Since his early career, Billy Schenck has been challenging traditional western art with his 1960s pop art style.

Schenck was an early adopter of the pop art movement in conjunction with western motifs. He beautifully applies desert colors and vast landscape scenery on the canvas. His works often convey a lifestyle frozen in time - his cowboys at work herding cattle or on the move, his Native Americans amid the land. 

“The Old Spanish Trail” was an old trade route between Los Angeles and Santa Fe, New Mexico, spanning approximately 700 miles. Based in Santa Fe himself, Billy Schenck elected to portray the trail with peaceful, rolling scenery and layered clouds in the background. The lonesome leaning tree in the foreground and faraway plateau give this painting depth while keeping its simplicity. Schenck’s Western paintings often include iconic characters such as the one above – a stoic cowboy and his trusty steed, or the traditional Native American in harmony with nature.

The landscape of the old West creates striking visual appeal. Below, in his work entitled “Song of the Paho”, Billy Schenck’s use of muted colors and shadows creates a third character in the narrative below – the Earth itself.

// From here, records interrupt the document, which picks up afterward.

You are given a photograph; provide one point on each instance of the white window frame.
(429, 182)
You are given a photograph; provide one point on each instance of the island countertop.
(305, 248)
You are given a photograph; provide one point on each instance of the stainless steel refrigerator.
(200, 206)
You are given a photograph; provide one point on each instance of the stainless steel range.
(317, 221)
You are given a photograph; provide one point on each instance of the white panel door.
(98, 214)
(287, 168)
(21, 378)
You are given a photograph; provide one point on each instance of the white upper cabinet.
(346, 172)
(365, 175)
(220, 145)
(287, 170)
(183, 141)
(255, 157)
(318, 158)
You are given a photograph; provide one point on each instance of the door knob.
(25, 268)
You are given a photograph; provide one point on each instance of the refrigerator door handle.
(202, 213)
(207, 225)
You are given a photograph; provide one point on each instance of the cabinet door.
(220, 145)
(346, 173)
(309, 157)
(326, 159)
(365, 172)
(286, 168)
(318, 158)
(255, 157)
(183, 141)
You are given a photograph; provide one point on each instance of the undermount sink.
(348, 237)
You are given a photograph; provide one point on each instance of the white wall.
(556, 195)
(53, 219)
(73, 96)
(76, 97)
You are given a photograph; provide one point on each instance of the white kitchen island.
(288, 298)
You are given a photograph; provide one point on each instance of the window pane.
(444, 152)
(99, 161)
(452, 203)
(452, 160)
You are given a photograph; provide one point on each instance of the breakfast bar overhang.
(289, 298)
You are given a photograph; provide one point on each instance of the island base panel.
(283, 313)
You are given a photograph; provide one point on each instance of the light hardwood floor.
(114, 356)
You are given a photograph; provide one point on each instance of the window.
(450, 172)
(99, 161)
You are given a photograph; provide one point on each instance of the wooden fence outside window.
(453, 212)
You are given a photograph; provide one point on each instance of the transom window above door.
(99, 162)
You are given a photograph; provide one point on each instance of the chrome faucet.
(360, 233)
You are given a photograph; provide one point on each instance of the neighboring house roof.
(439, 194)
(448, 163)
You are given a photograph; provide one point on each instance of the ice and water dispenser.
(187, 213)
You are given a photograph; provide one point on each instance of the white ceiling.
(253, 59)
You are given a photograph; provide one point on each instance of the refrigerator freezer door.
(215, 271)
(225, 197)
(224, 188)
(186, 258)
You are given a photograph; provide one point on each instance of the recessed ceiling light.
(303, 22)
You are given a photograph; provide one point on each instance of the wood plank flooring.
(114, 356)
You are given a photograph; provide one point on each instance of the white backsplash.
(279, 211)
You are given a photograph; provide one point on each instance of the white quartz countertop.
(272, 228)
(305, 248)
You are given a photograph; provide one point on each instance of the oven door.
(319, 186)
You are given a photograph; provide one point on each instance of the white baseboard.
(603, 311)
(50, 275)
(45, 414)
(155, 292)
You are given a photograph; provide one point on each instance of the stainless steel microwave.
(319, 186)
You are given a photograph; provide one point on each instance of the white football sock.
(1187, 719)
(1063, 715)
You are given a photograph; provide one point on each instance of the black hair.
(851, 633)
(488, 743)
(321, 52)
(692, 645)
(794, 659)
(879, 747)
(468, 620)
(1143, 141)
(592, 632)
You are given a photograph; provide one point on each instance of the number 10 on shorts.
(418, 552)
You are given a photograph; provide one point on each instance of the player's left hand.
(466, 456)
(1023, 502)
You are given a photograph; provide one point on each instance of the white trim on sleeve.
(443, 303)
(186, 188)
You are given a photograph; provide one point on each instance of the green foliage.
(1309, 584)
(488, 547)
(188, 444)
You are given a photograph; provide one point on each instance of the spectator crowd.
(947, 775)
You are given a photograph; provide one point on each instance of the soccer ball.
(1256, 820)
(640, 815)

Wild, unruly, and inhospitable, the nature surrounding Western characters became both an opponent and caregiver. The delicate balance of which is captured in many of Schenck’s paintings.

Inspired in his youth by Andy Warhol, whom he worked for in his early twenties, Billy Schenck’s pop art style is all his own, blending Western culture into contemporary pop art. Schenck even acknowledges that he loves the alternative vision of his Western paintings.